We are currently performing an urgent review of a BRIP1 deletion (encompassing exon 8) and was wondering if you could help us understand the quality scores for SVs in gnomAD v4.1.0.
We believe our variant overlaps with structural variant: DEL_CHR17_69E6FF13, which has been called in 4/126092 total alleles sequenced in gnomAD SVs v4.1.0. But ¾ of these variant carriers have a genotye quality score of 0-5, please can you confirm if we can be confident with these calls or if these should be excluded from our allele frequency calculation? Note this variant has an overall filter of pass but we are concerned with these 3 calls.
This is currently making a huge difference as to whether we report our variant, so would really appreciate a response as soon as you can.
I checked this variant, and it turns out that the three samples with genotype quality (GQ) scores of 0–5 are all from PCR+ libraries, whereas the one sample with a high GQ score is from a PCR– library. I manually reviewed the depth profiles for all carriers and observed clear sequencing-depth support in the PCR– sample with high GQ. In addition, this sample also shows supporting evidence from paired-end and split-read signals, so I consider the deletion to be real for this carrier. However, the PCR+ samples with low GQ scores show questionable depth profiles. To be conservative, I would not treat their genotypes as manually validated.
I also want to provide some context: this 5.3 kb deletion is above—but close to—our 5 kb size cutoff, above which our pipeline allows variants supported solely by sequencing depth to be retained as PASS if depth is the only evidence that supports the non-reference genotype. Unfortunately, depth profiles are generally much noisier in PCR+ libraries than in PCR– libraries, which leads to higher false-positive rates in PCR+ samples, particularly for relatively small CNVs in the 5–20 kb range.
I hope that helps, but please let me know if there are additional questions that I can help with.

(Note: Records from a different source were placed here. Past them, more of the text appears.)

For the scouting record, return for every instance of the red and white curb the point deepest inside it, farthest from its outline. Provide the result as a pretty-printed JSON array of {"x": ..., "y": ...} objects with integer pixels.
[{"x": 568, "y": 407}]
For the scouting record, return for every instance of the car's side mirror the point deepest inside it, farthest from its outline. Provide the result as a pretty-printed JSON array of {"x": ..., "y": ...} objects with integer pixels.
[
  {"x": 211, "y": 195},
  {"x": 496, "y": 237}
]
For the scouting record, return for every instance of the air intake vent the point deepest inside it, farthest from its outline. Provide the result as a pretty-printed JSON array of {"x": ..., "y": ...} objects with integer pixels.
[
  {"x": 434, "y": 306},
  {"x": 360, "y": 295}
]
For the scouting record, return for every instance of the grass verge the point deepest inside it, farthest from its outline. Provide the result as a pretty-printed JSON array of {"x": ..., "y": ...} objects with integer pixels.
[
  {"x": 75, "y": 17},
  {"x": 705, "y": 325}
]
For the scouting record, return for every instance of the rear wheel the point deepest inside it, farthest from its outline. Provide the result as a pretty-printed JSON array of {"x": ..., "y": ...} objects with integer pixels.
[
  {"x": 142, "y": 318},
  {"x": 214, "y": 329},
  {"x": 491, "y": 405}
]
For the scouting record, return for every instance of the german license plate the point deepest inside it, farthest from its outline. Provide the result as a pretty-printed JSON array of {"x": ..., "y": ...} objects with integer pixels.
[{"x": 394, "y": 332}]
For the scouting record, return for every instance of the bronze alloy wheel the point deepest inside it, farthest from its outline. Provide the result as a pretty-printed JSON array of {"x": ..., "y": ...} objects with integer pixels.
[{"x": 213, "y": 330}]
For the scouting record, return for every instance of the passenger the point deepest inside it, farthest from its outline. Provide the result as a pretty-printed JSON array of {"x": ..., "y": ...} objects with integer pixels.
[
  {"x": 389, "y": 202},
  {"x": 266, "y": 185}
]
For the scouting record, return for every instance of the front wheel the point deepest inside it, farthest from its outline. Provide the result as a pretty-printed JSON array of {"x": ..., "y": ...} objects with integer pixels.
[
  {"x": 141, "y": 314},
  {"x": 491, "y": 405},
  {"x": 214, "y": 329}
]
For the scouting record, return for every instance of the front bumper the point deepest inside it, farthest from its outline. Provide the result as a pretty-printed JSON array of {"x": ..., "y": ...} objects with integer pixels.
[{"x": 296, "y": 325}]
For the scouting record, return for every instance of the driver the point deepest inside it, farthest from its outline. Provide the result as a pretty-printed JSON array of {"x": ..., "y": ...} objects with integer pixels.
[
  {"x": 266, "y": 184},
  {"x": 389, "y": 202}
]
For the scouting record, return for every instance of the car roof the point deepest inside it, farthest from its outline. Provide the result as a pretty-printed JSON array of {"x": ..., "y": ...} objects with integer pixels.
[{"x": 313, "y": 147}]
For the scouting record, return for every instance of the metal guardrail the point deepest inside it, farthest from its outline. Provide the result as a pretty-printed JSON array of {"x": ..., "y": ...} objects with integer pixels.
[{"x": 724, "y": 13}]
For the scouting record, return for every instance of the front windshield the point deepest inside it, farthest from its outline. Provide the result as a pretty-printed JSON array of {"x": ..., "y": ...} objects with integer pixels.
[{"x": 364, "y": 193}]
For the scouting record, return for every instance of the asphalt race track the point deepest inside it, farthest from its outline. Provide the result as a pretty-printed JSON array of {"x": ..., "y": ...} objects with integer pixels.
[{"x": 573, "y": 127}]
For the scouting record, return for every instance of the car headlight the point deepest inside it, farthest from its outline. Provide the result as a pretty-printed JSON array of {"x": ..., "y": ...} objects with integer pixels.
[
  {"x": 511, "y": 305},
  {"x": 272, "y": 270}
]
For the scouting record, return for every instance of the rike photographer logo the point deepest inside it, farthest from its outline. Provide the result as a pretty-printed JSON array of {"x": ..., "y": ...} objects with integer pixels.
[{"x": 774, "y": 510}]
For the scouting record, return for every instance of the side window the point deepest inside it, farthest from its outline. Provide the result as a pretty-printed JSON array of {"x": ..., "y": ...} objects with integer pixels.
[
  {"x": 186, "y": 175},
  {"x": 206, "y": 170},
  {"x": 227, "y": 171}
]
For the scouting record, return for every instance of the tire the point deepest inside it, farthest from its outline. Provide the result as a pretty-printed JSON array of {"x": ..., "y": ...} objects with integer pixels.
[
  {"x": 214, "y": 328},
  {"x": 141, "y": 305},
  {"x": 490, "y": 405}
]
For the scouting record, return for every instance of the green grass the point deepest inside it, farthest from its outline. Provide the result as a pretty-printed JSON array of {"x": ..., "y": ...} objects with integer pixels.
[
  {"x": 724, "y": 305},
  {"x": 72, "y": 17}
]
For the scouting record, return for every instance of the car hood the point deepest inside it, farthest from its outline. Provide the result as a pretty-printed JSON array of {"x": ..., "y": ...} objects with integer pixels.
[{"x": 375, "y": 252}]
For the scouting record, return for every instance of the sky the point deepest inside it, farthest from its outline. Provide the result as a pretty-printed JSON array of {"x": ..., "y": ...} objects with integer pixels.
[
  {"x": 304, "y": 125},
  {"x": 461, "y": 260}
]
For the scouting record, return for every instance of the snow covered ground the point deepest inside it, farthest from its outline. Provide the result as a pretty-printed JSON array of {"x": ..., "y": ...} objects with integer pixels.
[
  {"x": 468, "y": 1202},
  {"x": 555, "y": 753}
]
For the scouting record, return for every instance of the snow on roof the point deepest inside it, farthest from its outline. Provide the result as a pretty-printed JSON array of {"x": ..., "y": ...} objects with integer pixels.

Thank you for all the information- this has been really useful and I have relayed this to our senior scientists to review. I did raise this with our lead bioinformatician and his thoughts were similar, that he would be skeptical that these 3 poor quality calls are real.
One other thing that I am hoping you can confirm for this variant and for the gnomAD v4.1.0 SVs in general. Does this include UK Biobank data? Just trying to ascertain if we are able to determine if this variant is absent from the UK Biobank.